STAT 453: Deep Learning (Spring 2020)  
Instructor: Sebastian Raschka (sraschka@wisc.edu)  

Course website: http://pages.stat.wisc.edu/~sraschka/teaching/stat453-ss2020/  
GitHub repository: https://github.com/rasbt/stat453-deep-learning-ss20

## Autograd Example

In [0]:
import torch
from torch.autograd import grad
import torch.nn.functional as F

Suppose we have the example from the lecture slides

In PyTorch, the function is defined and computed as follows:

In [0]:
x = torch.tensor([3.])
w = torch.tensor([2.], requires_grad=True)
b = torch.tensor([1.], requires_grad=True)
a = F.relu(x*w + b)

In [3]:
a

tensor([7.], grad_fn=<ReluBackward0>)

By default, PyTorch will automatically build a computation graph in the background if variables have the parameter `requires_grad=True` set. If new variables without that parameter set to `True` are used in a computation with a variable that has `requires_grad=True`, these new variables will also automatically have gradients set to `True` (this simply means that gradients for these variables will be computed; it is wasteful to set it to `True` if we don't need that variable's gradient; for example, we usually don't need the gradients of he training inputs `x`).

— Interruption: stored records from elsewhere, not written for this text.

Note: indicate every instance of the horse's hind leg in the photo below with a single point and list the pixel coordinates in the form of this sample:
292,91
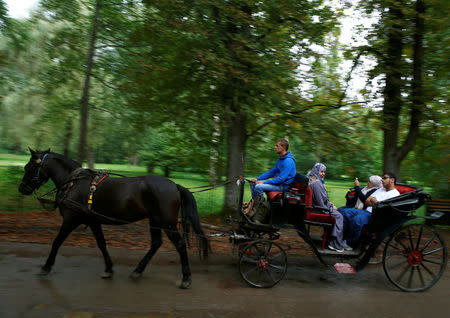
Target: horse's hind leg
101,243
156,242
180,245
67,227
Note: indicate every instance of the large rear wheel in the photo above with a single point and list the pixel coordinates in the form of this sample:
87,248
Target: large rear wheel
263,263
414,257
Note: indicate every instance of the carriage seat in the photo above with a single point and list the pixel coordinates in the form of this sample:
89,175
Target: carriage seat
401,187
293,195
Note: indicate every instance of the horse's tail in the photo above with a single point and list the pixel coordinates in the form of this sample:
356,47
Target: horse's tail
190,217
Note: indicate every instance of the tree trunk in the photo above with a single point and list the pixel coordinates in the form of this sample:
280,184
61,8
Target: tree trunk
393,154
236,144
214,156
392,90
67,137
85,97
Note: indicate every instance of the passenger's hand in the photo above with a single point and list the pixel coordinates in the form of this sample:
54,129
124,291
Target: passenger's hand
371,201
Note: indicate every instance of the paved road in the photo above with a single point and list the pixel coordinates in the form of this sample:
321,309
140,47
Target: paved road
75,289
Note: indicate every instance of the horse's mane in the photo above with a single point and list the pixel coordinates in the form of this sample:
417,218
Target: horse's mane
67,162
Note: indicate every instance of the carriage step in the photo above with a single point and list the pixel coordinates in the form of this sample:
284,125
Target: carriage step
344,268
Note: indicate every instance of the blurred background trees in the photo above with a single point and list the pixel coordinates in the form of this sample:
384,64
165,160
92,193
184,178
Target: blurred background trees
208,86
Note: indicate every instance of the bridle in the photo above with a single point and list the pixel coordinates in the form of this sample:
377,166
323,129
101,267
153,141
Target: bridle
40,178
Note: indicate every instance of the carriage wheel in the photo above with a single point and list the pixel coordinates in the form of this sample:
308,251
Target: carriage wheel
377,257
414,257
263,263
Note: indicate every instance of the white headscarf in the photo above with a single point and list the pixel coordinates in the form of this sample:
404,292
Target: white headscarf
375,183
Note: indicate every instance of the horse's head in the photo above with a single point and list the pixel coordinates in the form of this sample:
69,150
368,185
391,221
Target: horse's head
35,175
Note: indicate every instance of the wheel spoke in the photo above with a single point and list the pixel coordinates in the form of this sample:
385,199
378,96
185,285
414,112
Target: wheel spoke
420,276
403,245
410,276
277,267
432,262
419,238
249,260
268,249
428,270
398,264
428,243
269,273
402,273
410,239
434,251
250,271
274,256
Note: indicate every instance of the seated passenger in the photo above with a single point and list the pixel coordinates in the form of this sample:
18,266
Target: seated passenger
373,184
283,174
320,198
357,218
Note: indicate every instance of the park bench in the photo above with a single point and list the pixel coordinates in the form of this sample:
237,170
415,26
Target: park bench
439,205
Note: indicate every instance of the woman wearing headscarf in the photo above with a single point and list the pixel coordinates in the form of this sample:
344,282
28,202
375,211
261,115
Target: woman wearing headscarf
353,225
320,198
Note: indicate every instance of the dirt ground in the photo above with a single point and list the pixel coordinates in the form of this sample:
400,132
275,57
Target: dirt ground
74,288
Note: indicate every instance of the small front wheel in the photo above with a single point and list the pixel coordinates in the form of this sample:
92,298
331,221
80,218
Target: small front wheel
414,257
263,263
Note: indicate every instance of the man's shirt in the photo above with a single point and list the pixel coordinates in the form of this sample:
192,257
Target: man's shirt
381,195
283,172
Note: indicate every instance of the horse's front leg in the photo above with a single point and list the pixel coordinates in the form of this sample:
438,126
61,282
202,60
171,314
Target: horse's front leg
67,227
98,233
180,245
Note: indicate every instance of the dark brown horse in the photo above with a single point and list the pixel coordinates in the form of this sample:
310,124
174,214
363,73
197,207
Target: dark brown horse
115,201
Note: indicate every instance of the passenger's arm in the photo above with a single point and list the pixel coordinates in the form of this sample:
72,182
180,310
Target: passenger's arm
287,169
268,174
371,201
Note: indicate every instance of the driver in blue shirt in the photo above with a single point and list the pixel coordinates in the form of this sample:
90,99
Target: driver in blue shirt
282,173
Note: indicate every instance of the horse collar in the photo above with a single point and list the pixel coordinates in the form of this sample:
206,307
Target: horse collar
94,184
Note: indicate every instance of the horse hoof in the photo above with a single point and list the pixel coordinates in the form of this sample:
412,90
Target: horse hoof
185,284
135,275
106,275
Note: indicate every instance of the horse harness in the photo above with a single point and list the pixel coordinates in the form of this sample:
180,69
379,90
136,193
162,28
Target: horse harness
80,174
98,178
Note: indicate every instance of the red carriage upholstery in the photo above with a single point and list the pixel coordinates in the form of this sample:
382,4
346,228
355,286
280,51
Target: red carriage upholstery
402,188
311,215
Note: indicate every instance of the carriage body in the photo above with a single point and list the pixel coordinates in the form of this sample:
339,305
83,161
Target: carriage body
414,255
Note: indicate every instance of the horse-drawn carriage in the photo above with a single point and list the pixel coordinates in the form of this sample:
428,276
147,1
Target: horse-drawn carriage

Let's compute the derivative of a with respect to w:

In [4]:
grad(a, w, retain_graph=True)

(tensor([3.]),)

Above, the `retain_graph=True` means the computation graph will be kept in memory -- this is for example purposes so that we can use the `grad` function again below. In practice, we usually want to free the computation graph in every round.

In [5]:
grad(a, b)

(tensor([1.]),)

Note that PyTorch functions are usually more efficient, but we could also implement our own ReLU function as shown below:

Note that even though the derivative of ReLU is not defined at 0, PyTorch autograd will do something that is reasonable for practical purposes:

In [6]:
x = torch.tensor([3.])
w = torch.tensor([2.], requires_grad=True)
b = torch.tensor([1.], requires_grad=True)

def my_relu(z):
    if z > 0.:
        return z
    else:
        z[:] = 0.
        return z

a = my_relu(x*w + b)
grad(a, w)

(tensor([3.]),)